The analyze command provides a detailed breakdown of your agent evaluation results, highlighting where the agent succeeded, failed, and why. It generates an overview analysis for each dataset result in the specified directory, helping you quickly identify:
  • Which tool calls were expected and made
  • Which were irrelevant or incorrect
  • Any parameter mismatches
  • A high-level summary of the agent’s performance
  • Missed tool calls
The analysis includes:
  • Analysis Summary: Displays the overall evaluation type (e.g., Multi-run), total number of runs, number of runs with problems, and the overall status. This provides a quick high-level view of the evaluation results.
  • Test Case Summary: Presents key counts for each test run, including expected vs. actual tool calls, correct tool calls, text match results, and journey success status.
  • Conversation History: Step-by-step breakdown of every message exchanged, providing insight into where things went right or wrong.
  • Analysis Results: Details the specific mistakes, along with the reasoning for each error (e.g., irrelevant tool calls).
BASH
orchestrate evaluations analyze -d path/to/results
Before you run the command, enlarge your terminal window to better visualize the output. The command output can truncate some information in smaller terminal windows.

Analyzing tools

The analyze command supports tool description quality analysis for failing tools in your workflows.
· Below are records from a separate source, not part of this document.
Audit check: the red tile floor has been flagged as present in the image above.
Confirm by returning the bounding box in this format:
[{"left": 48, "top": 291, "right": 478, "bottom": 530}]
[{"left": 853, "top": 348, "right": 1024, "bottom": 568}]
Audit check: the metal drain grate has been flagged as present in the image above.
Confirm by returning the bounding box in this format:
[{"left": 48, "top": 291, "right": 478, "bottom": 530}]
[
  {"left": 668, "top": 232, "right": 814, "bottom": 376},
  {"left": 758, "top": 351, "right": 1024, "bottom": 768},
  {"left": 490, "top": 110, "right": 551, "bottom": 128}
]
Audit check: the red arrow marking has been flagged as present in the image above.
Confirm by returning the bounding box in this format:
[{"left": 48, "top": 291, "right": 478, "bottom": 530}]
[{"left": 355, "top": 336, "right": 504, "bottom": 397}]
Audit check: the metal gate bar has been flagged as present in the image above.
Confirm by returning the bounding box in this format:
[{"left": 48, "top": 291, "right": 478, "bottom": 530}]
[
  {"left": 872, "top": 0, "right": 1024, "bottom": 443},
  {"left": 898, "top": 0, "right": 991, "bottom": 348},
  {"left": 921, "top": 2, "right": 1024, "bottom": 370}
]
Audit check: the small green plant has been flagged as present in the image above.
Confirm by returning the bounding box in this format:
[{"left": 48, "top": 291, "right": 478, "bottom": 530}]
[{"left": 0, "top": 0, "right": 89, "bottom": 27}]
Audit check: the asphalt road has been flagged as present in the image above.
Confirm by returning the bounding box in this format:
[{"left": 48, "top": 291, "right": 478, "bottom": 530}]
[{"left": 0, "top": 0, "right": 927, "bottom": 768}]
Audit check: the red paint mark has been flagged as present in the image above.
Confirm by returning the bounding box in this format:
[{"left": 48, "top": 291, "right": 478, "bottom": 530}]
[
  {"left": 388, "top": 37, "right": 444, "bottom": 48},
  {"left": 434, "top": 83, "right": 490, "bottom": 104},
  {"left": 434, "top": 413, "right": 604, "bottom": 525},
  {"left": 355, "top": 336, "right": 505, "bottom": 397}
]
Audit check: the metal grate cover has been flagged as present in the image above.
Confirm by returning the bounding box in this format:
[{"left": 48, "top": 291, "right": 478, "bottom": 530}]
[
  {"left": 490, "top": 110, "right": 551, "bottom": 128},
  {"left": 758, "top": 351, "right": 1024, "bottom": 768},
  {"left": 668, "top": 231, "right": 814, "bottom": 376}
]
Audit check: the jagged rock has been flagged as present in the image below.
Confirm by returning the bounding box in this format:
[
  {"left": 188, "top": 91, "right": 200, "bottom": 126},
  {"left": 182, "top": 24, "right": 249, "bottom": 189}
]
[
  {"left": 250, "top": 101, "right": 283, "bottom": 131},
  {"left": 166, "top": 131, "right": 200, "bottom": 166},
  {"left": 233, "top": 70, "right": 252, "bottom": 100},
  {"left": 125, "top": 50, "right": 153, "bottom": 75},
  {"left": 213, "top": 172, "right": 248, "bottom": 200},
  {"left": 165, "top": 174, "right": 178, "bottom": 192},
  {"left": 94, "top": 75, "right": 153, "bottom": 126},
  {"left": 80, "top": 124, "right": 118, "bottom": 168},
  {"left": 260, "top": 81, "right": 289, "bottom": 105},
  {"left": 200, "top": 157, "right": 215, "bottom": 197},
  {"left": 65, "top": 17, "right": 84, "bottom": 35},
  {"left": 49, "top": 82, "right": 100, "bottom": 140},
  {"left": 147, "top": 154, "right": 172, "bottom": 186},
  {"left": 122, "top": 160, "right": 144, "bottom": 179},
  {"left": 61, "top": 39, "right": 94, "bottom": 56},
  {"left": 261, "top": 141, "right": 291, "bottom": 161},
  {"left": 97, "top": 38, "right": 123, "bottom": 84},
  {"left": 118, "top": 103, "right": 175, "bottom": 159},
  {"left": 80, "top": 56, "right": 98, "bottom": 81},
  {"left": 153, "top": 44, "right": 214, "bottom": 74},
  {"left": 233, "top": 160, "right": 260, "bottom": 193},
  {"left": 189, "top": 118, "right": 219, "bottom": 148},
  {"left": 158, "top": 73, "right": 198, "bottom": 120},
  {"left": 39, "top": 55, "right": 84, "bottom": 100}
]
This helps ensure that your tool definitions include clear and sufficient docstrings. When you provide the --tools-path flag, the analyzer will:
  • Inspect the Python source file containing your tool definitions.
  • Evaluate the quality of each tool’s description (docstring).
  • Display:
    • A warning if the description is missing or classified as poor.
    • An OK message if the description meets quality standards.
Note:
  • Description quality analysis only runs for tools that failed during evaluation.
  • For now, you can use only Python tools.
BASH
orchestrate evaluations analyze -d data/path -t path/to/source/file/containing/tool/definitions

Example Output

Running analyze on the evaluation results of a dataset, such as examples/evaluations/analysis/multi_run_example, produces output like the following for both runs of data_complex.json:
  • Always verify that your API credentials are set before running analyze.
  • Use the analysis output to quickly identify patterns in agent errors and focus your improvement efforts.